In Africa, with limited exceptions [11], the reference charts used for fetal growth monitoring come from high-income countries (HICs), where populations have different characteristics and risk factors for FGR [8, 12]. Recently, two international fetal growth standards were developed for global use: the INTERGROWTH-21st and the World Health Organization (WHO) [13, 14] standards. Their comparison to national reference charts worldwide has yielded contradictory results [15–21]. However, few studies have been carried out in African populations [22]; assessment of these charts requires accurate GA estimates by ultrasound scans (US) along with serial fetal biometric parameters, which are still uncommon in the African context.
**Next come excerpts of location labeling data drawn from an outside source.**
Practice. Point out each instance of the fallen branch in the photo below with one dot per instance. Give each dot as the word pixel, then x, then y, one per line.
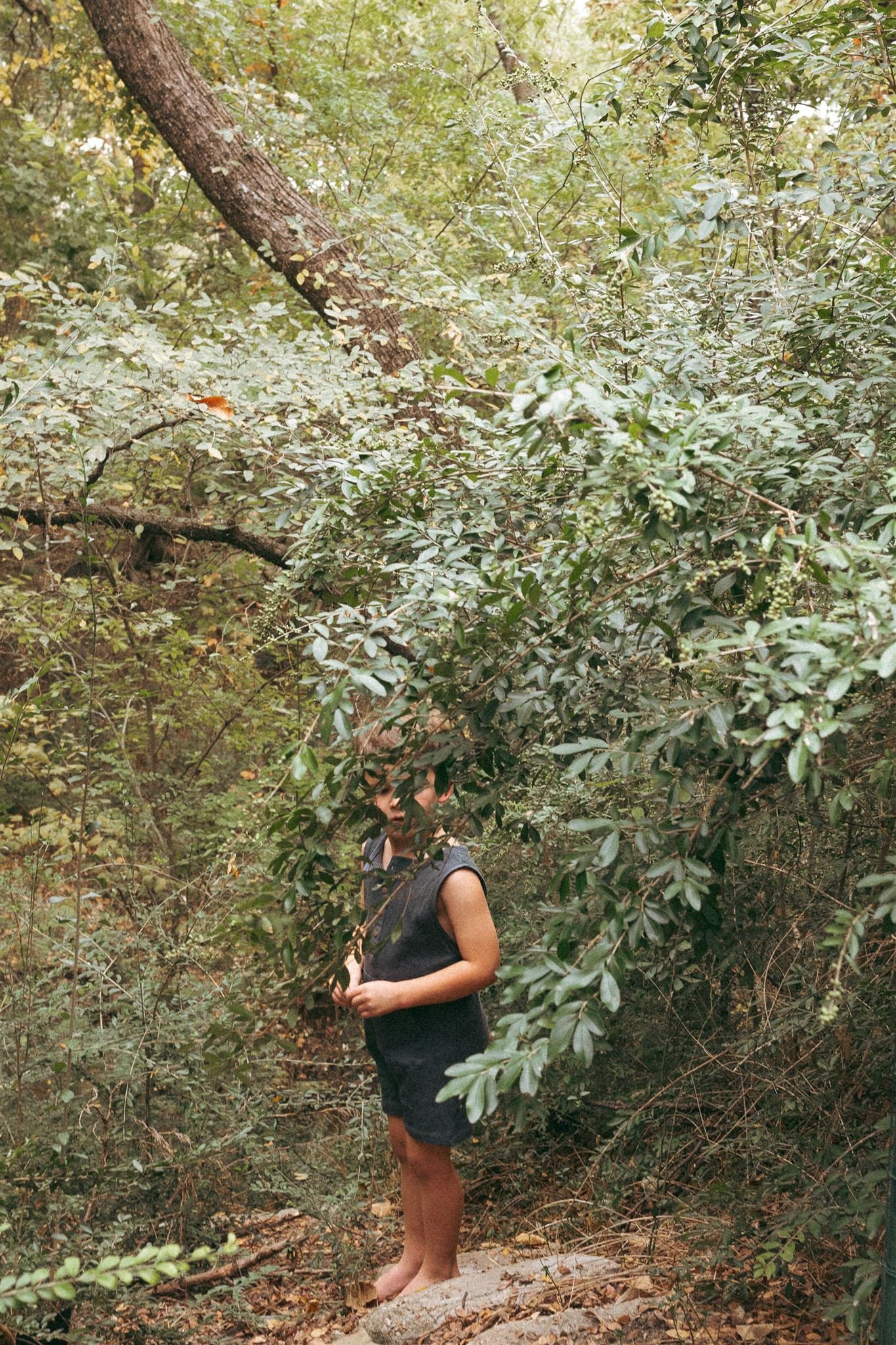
pixel 133 439
pixel 219 1274
pixel 280 1216
pixel 146 523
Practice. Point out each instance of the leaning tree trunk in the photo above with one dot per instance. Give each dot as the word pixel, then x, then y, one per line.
pixel 251 194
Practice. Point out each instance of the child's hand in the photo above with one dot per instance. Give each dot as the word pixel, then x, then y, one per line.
pixel 340 997
pixel 373 998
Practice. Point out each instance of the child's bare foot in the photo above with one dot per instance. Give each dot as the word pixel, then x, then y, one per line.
pixel 425 1278
pixel 394 1279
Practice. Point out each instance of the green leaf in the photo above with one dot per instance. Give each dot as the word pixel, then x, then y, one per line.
pixel 609 992
pixel 609 850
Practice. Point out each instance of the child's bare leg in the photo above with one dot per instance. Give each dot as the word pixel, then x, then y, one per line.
pixel 442 1206
pixel 394 1279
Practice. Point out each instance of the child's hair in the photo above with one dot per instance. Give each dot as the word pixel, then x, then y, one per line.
pixel 375 738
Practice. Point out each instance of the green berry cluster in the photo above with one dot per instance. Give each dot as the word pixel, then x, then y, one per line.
pixel 830 1007
pixel 782 592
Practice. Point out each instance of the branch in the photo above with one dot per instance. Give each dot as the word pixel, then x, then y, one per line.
pixel 288 231
pixel 129 519
pixel 221 1273
pixel 522 88
pixel 141 433
pixel 150 525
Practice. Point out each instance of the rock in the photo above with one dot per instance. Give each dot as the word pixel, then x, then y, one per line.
pixel 406 1319
pixel 574 1327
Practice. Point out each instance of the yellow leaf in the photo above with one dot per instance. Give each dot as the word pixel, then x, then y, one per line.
pixel 214 405
pixel 360 1293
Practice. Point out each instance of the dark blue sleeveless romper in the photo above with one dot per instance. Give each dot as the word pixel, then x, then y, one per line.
pixel 414 1047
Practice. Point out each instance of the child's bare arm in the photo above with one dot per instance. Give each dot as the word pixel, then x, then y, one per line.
pixel 477 942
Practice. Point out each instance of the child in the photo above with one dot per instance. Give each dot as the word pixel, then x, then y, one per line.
pixel 430 946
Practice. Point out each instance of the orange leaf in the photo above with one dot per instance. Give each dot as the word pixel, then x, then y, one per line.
pixel 215 405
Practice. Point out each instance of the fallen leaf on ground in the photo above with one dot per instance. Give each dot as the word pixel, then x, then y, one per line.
pixel 360 1293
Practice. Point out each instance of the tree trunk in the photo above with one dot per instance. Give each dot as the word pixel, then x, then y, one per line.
pixel 251 194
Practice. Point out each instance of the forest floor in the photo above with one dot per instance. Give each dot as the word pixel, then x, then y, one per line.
pixel 307 1278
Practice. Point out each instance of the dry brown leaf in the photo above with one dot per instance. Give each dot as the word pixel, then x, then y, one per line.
pixel 218 407
pixel 360 1293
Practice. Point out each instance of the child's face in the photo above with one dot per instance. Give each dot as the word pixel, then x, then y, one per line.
pixel 391 808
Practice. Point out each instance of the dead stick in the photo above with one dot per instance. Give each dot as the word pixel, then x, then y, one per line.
pixel 219 1273
pixel 267 1218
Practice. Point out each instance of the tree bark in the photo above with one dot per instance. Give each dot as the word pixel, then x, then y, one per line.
pixel 147 525
pixel 522 88
pixel 253 195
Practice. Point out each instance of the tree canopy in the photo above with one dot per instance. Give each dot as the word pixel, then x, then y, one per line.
pixel 593 452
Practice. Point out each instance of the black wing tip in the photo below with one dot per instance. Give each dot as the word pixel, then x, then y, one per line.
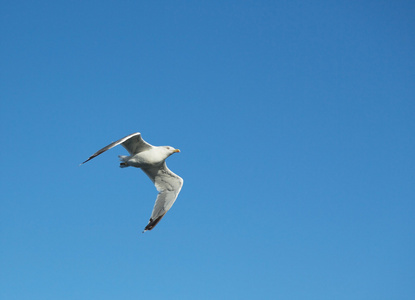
pixel 153 223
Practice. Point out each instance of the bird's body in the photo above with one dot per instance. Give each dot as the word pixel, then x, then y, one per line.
pixel 151 160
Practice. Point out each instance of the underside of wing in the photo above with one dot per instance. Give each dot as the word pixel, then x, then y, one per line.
pixel 169 185
pixel 135 144
pixel 136 137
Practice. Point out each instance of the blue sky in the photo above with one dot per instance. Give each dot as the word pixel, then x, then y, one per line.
pixel 296 124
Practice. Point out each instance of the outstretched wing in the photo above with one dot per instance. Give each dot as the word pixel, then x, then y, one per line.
pixel 169 185
pixel 133 143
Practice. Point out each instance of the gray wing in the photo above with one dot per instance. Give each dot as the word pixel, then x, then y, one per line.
pixel 133 143
pixel 169 185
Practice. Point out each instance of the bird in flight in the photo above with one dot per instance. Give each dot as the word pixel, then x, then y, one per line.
pixel 152 160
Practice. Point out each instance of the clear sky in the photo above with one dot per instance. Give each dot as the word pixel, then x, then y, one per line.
pixel 295 121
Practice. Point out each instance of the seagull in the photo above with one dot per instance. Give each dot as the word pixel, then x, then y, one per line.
pixel 152 160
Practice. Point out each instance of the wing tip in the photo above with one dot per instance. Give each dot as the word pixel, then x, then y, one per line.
pixel 152 223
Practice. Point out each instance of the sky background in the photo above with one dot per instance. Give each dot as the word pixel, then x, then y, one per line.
pixel 296 126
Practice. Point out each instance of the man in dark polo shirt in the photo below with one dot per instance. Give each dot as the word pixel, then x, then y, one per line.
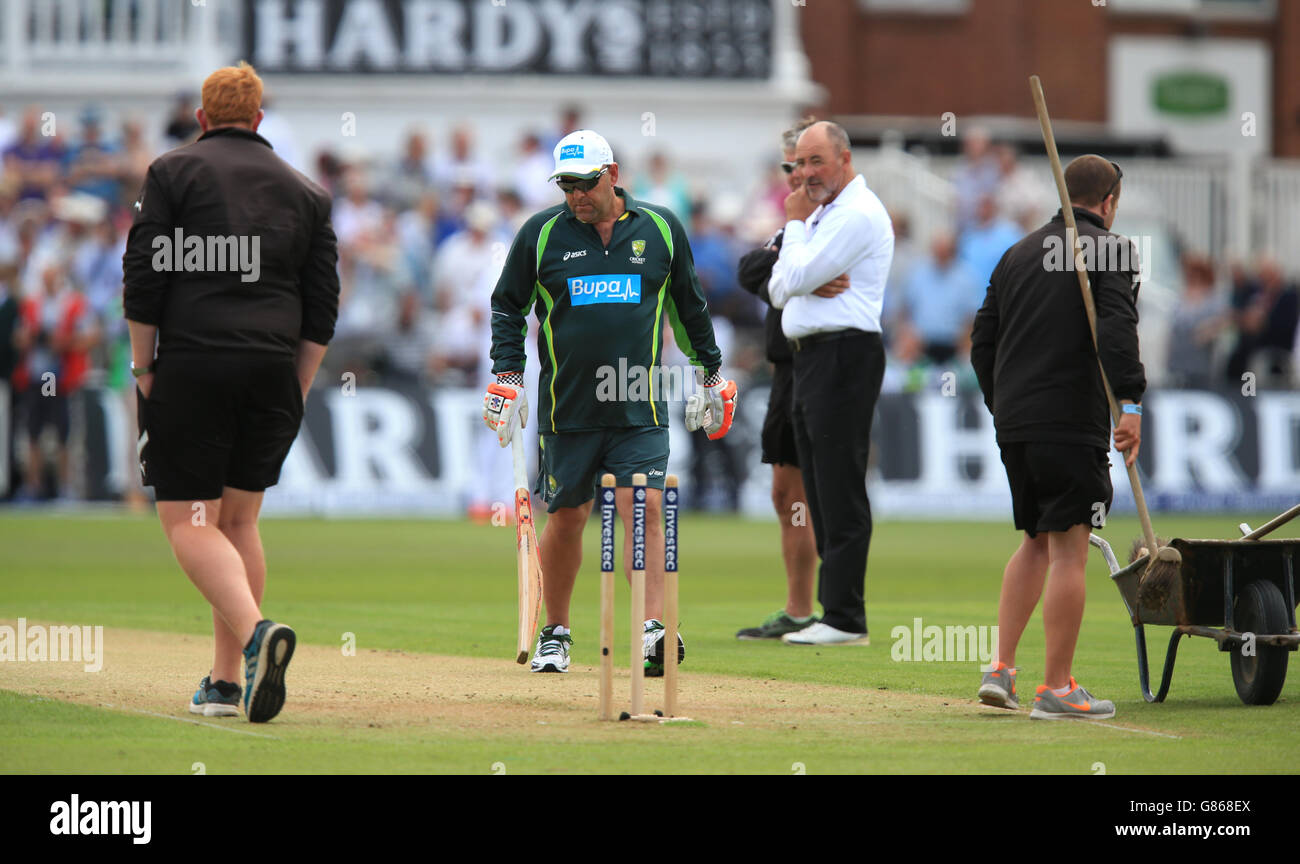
pixel 1036 364
pixel 230 296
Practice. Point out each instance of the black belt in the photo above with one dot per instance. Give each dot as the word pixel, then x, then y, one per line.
pixel 818 338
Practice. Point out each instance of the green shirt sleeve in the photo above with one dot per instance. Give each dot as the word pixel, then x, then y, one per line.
pixel 511 300
pixel 692 328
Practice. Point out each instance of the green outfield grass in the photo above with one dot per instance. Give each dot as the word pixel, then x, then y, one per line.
pixel 443 587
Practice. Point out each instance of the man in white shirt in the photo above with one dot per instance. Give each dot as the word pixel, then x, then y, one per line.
pixel 836 228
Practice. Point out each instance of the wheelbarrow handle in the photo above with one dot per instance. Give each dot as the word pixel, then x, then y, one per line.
pixel 1105 552
pixel 1273 524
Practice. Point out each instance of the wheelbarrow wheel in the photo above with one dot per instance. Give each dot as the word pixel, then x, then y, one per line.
pixel 1259 678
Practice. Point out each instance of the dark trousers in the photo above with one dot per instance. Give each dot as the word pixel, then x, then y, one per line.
pixel 836 387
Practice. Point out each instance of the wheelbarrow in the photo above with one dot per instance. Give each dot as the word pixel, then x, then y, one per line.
pixel 1239 593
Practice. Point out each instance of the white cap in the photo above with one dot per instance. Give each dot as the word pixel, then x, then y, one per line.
pixel 581 153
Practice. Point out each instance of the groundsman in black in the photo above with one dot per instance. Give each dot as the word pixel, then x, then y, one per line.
pixel 1036 364
pixel 230 298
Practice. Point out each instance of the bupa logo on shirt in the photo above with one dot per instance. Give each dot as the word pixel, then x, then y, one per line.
pixel 585 290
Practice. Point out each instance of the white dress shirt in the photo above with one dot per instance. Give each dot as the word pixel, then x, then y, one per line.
pixel 852 234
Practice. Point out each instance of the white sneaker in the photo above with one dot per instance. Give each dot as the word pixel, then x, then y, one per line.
pixel 651 647
pixel 822 633
pixel 551 654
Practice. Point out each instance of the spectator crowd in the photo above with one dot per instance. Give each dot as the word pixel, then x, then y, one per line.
pixel 421 238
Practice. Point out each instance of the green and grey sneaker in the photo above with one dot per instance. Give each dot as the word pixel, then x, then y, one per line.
pixel 551 654
pixel 651 643
pixel 216 698
pixel 999 687
pixel 776 625
pixel 1077 703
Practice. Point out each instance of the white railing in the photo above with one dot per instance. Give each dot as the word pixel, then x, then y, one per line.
pixel 908 186
pixel 1275 217
pixel 60 38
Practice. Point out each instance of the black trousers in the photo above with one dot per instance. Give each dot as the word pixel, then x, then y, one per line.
pixel 836 387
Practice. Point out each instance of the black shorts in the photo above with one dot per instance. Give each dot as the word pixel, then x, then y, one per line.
pixel 1057 486
pixel 216 420
pixel 778 437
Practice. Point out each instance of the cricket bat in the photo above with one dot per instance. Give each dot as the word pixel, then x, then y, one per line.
pixel 529 563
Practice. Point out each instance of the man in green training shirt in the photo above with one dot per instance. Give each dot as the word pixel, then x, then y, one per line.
pixel 601 272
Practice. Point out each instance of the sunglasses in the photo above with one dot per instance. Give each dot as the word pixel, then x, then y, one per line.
pixel 568 187
pixel 1119 176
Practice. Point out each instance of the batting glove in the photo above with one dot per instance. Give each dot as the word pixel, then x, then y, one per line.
pixel 502 403
pixel 713 406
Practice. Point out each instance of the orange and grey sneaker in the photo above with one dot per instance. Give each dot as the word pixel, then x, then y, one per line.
pixel 999 687
pixel 1077 703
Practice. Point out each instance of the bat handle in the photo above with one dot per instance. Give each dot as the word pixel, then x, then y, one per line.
pixel 516 444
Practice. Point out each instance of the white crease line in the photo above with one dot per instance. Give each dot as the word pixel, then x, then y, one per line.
pixel 1144 732
pixel 196 723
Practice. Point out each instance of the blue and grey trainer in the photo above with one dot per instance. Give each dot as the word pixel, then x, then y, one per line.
pixel 1077 703
pixel 265 659
pixel 216 698
pixel 997 689
pixel 651 645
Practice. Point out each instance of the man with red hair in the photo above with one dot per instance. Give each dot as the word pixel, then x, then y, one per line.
pixel 232 294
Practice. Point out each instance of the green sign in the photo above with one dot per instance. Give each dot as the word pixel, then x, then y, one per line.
pixel 1190 94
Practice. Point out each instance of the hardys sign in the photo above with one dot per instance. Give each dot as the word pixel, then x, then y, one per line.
pixel 645 38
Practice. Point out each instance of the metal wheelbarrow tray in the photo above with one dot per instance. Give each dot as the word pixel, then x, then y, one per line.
pixel 1239 593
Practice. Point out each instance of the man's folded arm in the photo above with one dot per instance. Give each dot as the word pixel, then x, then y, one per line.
pixel 806 264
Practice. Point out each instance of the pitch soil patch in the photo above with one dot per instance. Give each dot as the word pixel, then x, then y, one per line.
pixel 157 672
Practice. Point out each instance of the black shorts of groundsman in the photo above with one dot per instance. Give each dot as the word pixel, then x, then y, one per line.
pixel 216 420
pixel 572 463
pixel 778 437
pixel 1056 486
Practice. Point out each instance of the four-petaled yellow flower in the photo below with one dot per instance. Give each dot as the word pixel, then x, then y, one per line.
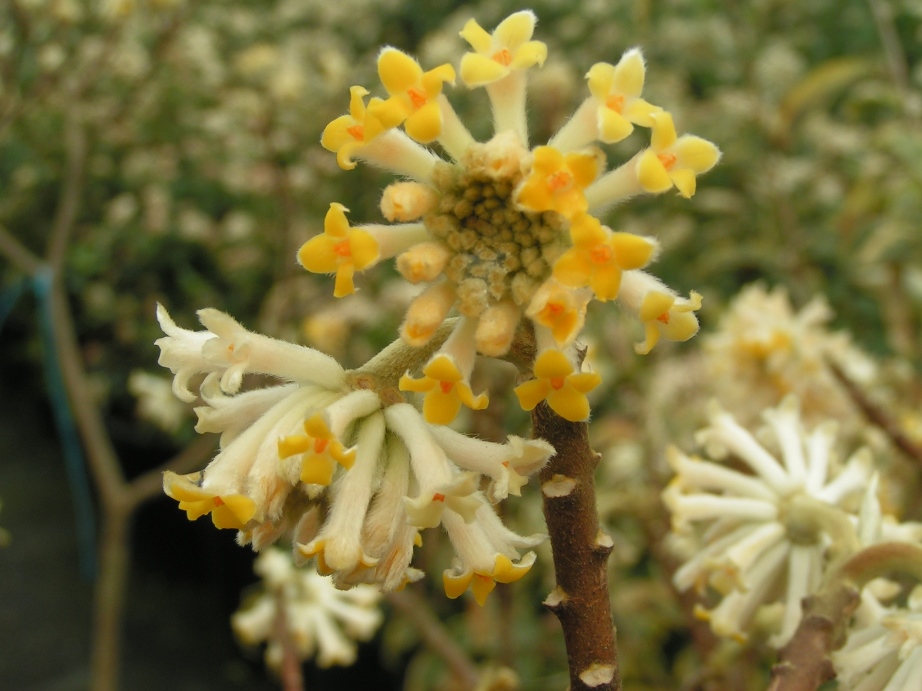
pixel 340 249
pixel 414 95
pixel 617 89
pixel 557 181
pixel 348 133
pixel 558 382
pixel 482 584
pixel 599 256
pixel 672 160
pixel 232 511
pixel 667 316
pixel 321 449
pixel 508 48
pixel 446 388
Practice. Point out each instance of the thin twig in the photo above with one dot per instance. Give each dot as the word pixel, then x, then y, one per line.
pixel 878 416
pixel 434 635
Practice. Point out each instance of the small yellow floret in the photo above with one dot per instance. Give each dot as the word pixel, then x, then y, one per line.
pixel 445 388
pixel 598 257
pixel 557 382
pixel 413 95
pixel 340 249
pixel 232 511
pixel 557 181
pixel 674 161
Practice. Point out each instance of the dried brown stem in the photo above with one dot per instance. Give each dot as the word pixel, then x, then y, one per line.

The RECIPAL study, which established a preconceptional prospective cohort of pregnant women in Benin, offers an opportunity to contribute to the assessment of these new standards in Africa. Our objective was to compare fetal growth in the RECIPAL cohort based on models of fetal biometric measurements and estimated fetal weight (EFW) centiles with the WHO and INTERGROWTH-21st standards as well as the one existing African EFW chart from Tanzania [11]. Given the high prevalence of malaria, anemia and under-nutrition among pregnant women in Benin, we hypothesized that the proportion of fetuses classified as SGA by each international prescriptive chart would be greater than 10%, as these charts were developed in low-risk pregnant women.
Methods
Study design, population, and procedures
The RECIPAL study was conducted in Sô-Ava and Abomey-Calavi districts, south Benin, in 2014–2017. Briefly, women of reproductive age (18–45 years old) were recruited at the community level and followed monthly for a maximum period of 24 months until becoming pregnant [23]. During the monthly home visit after enrollment, the first day of last menstrual period (LMP) was recorded and a urinary pregnancy test was performed. The subsample of women who became pregnant was then followed monthly from early pregnancy to delivery. Data on risk factors for FGR such as malaria, HIV, gestational hypertension, malnutrition, anaemia, alcohol consumption, smoking, and urogenital infection were collected either at recruitment before conception or monthly during pregnancy. During pregnancy, women received intermittent preventive treatment with sulfadoxine-pyrimethamine and an insecticide-treated net, plus folic acid and iron supplementation. In case of malaria, women were treated with quinine (in the 1st trimester) or artemisinin-based combinations (in the 2nd and 3rd trimesters). Newborns were weighed within 1 hour of birth using an electronic digital scale with an accuracy of 2g (SECA 757; SECA, Germany).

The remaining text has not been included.